Foto: Colaboración de Laura Daza.
Esta serie explora espacios de tránsito: ciudades, cuerpos, estaciones. Lugares donde lo cotidiano se vuelve inestable. Entre lo urbano y lo onírico, los poemas construyen escenas de deseo, extrañeza y violencia simbólica de paisajes contemporáneos.
— Laura Daza
TRES MOVIMIENTOS
HORA PUNTA
Hora punta,
y la intermitencia,
de una lavadora girando.
Hora punta,
bajo mi ventana,
saltan los amantes,
sobre la acera.
Hora punta,
y nunca se besan,
pero son para siempre.
La ventana de un edificio irregular,
orgánico…
El sonido de un violín,
casi inventado, y mientras tanto,
hora punta…
Se abrazan los amantes
a la salida del cine,
a la salida de la fábrica.
Hora punta.
Llueve.
A veces,
hablan y
trascienden el
apareamiento.
También
el suicidio.
Hora punta,
en un bar cercano a la autopista,
dan paso a la inocencia,
en la permanencia
de sus pulsaciones
sin rozarse.
VERANO
Salpican las gotas del verano,
sobre la hierba.
Los pasos avanzan
hacia un pasadizo de metal
donde habitan las brujas.
De zapato a zapato
vamos trazando
nuestro lugar en el mundo,
allá donde el cielo nos espera
como una cuna
de muerte
y de paz.
¿Nos alejamos de los dandis?
Ellos, en su soledad,
se suicidan en verano
lanzándose a la piscina.
Después
solo quedan
las salpicaduras.
Guardo una colección:
relatos en hojas,
perfume
de muertes posmodernas.
A veces
un destello digital
nos enciende.
Esta vez
fue el polvo
de las estrellas.
Y en todos mis recuerdos de infancia
vuelvo a las raíces,
al barco en el río,
donde me alejo del radiocasete
para escuchar mejor
a los astros.
CISNES
Mataste a mis cisnes una noche de verano.

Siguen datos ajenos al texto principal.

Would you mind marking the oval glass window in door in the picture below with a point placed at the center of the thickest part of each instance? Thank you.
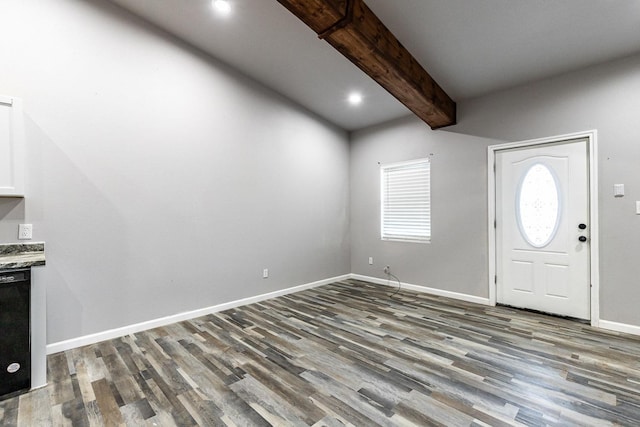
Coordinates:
(538, 206)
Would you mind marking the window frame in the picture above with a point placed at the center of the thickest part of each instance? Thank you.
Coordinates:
(421, 232)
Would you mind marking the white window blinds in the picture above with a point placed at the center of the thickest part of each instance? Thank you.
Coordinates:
(406, 201)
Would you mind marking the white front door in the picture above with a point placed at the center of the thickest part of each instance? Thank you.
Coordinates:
(542, 228)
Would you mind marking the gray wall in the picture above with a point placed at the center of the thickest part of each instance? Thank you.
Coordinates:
(603, 98)
(161, 181)
(458, 200)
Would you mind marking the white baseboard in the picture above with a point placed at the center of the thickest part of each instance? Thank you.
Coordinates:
(425, 289)
(179, 317)
(619, 327)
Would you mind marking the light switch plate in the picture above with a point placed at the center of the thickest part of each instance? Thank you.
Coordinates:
(618, 190)
(25, 231)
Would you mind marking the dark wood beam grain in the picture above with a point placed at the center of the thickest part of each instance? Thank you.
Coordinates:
(356, 32)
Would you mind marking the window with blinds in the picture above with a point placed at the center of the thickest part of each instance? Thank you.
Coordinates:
(406, 201)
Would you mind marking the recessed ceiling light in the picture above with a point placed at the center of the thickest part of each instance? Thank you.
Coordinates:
(223, 7)
(355, 98)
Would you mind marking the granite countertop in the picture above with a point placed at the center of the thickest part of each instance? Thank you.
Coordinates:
(21, 255)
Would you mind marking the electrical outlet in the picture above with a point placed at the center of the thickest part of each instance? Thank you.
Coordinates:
(25, 231)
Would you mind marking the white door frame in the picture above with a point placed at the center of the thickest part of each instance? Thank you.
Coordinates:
(592, 149)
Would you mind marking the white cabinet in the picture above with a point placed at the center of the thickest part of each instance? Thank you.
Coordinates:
(11, 147)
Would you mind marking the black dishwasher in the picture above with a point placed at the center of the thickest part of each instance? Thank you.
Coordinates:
(15, 351)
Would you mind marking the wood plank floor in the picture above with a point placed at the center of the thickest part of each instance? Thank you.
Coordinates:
(346, 354)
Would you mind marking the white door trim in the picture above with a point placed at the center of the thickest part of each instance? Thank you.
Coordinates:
(592, 146)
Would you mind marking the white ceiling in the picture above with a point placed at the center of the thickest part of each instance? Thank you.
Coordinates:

Si el pecado eran mis guantes de verano,
nadie habló de tu mirada
ni de la extirpación del sacro.
El bosque estaba en llamas,
debajo brillaba una playa rosada,
de aluminio y de cristal,
y en una capa subterránea
un cristo iluminado
redimía los pecados de los adictos
a los cables, y al antiguo LSD.
Un coche maravilloso,
pertenece a otra época,
pero si fuera la actual,
solo pediríamos clemencia
a Lilith y a las chicas rubias.
Si ella pasa por tu lado,
me harás sentir inservible,
y mi deseo lo encenderán
otros ojos.
Nos arrojamos a una piscina infinita,
sin agua.
Comemos hamburguesa en un paraje
en miniatura.
No hay suficiente gasolina
y el alcohol no nos pertenece.
Nos hemos quedado desnudos,
en bañador,
contemplando
a los flamencos que devoran nuestros cuellos.
Nunca olvides.
Mataste mi deseo
donde una noche empezó.
En el área de servicio,
donde un sacerdote mató
a mis cisnes sagrados.
SOBRE LA AUTORA:
LAURA DAZA nació en Granada, España, en 1989. Es profesora de Formación Profesional y escritora. Ha desarrollado su escritura en paralelo a su actividad docente, con publicaciones en revistas literarias y participación en convocatorias de poesía contemporánea. Su trabajo poético explora la imagen urbana, la memoria y las formas contemporáneas del deseo y la percepción. Publicó la novela Huellas (Libros Indie, 2023). Actualmente reside en Granada, donde compagina la enseñanza con la escritura.